Polícia Civil prendeu o proprietário da instituição em Candeias após denúncias de maus-tratos. O local era investigado por suspeitas de tortura e por possível ligação com duas mortes.
A Polícia Civil realizou, nesta quarta-feira (22), uma operação em uma clínica de reabilitação localizada em Candeias, na Região Metropolitana de Salvador, e retirou 39 pessoas que estavam internadas na unidade. Durante a ação, o proprietário da instituição foi preso.
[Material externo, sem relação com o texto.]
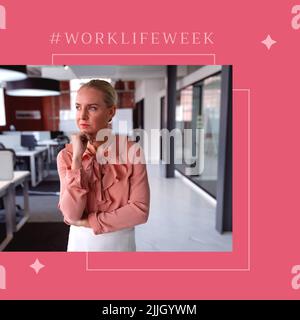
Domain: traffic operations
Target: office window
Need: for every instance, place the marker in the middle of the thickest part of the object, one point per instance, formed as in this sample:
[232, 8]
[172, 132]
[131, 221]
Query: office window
[198, 107]
[2, 108]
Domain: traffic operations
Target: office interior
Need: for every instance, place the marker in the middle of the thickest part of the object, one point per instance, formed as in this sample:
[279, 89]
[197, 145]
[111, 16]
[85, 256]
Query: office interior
[191, 202]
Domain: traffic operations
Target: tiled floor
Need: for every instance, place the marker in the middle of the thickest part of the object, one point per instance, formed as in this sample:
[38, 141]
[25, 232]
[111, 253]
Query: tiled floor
[180, 218]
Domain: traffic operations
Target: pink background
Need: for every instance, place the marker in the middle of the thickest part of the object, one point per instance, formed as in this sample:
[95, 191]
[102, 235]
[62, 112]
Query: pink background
[260, 265]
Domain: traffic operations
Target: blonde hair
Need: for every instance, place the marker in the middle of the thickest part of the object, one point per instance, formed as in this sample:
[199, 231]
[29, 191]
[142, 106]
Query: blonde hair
[110, 96]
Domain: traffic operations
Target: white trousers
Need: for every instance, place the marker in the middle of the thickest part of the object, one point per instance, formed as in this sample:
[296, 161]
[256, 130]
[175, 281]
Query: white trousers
[83, 239]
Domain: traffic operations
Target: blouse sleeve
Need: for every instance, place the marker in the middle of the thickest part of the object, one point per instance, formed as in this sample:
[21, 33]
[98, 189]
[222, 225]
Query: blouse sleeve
[135, 212]
[73, 190]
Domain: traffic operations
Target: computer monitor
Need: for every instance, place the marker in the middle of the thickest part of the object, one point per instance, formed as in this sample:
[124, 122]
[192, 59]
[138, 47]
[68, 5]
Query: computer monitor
[28, 141]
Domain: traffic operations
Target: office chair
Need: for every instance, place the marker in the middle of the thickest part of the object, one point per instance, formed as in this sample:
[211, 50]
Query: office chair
[16, 163]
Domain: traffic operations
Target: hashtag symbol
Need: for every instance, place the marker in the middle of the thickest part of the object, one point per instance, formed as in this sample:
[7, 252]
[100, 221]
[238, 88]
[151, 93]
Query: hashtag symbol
[55, 38]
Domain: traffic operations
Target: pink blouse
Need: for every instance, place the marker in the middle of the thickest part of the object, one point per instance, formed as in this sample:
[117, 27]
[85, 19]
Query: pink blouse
[111, 196]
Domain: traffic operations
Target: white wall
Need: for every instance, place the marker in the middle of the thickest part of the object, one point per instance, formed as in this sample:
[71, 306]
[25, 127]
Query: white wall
[151, 90]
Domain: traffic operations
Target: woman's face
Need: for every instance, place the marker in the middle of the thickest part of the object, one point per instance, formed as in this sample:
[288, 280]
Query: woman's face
[92, 114]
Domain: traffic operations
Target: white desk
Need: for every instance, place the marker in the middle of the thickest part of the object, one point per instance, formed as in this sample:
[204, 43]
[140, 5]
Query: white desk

A clínica presta atendimento psicossocial e tratamento para dependentes químicos. As investigações tiveram início em dezembro de 2025, após denúncias de tortura, maus-tratos e indícios de envolvimento da instituição em duas mortes.
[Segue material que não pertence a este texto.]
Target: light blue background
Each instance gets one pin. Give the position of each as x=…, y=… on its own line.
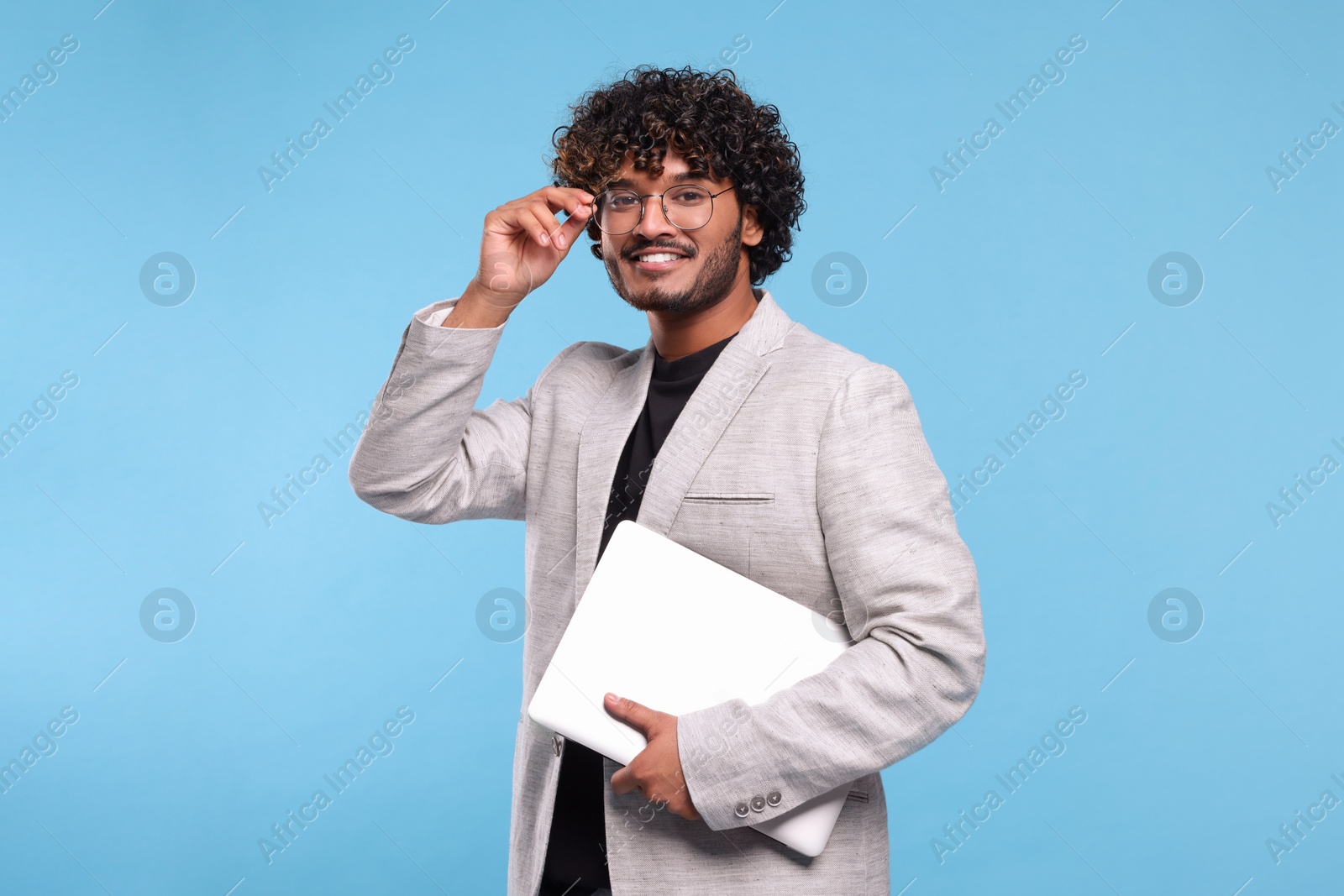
x=1032, y=264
De acordo com a apuração policial, ex-internos relataram que pacientes eram submetidos a agressões físicas e outras formas de violência. Entre as denúncias estão a aplicação de choques elétricos e castigos em que internos eram mantidos pendurados de cabeça para baixo.
O caso ganhou repercussão após Geovane Santana Lopes ser encontrado com diversas queimaduras pelo corpo no fim de dezembro do ano passado. Na ocasião, a direção da clínica alegou que os ferimentos haviam sido provocados pelo próprio paciente, versão que foi rejeitada pelos familiares.
Geovane foi transferido para uma unidade hospitalar, onde permaneceu internado por vários meses. Ele morreu no dia 4 de maio deste ano.
Poucos dias depois, outro episódio reforçou as investigações. Iago Marques Formiga, que havia concluído tratamento na clínica e trabalhava como monitor no local, desapareceu. Dez dias mais tarde, seu corpo foi encontrado carbonizado às margens da BA-530, no município de Camaçari.
As circunstâncias das duas mortes e as denúncias de violência seguem sendo investigadas pela Polícia Civil.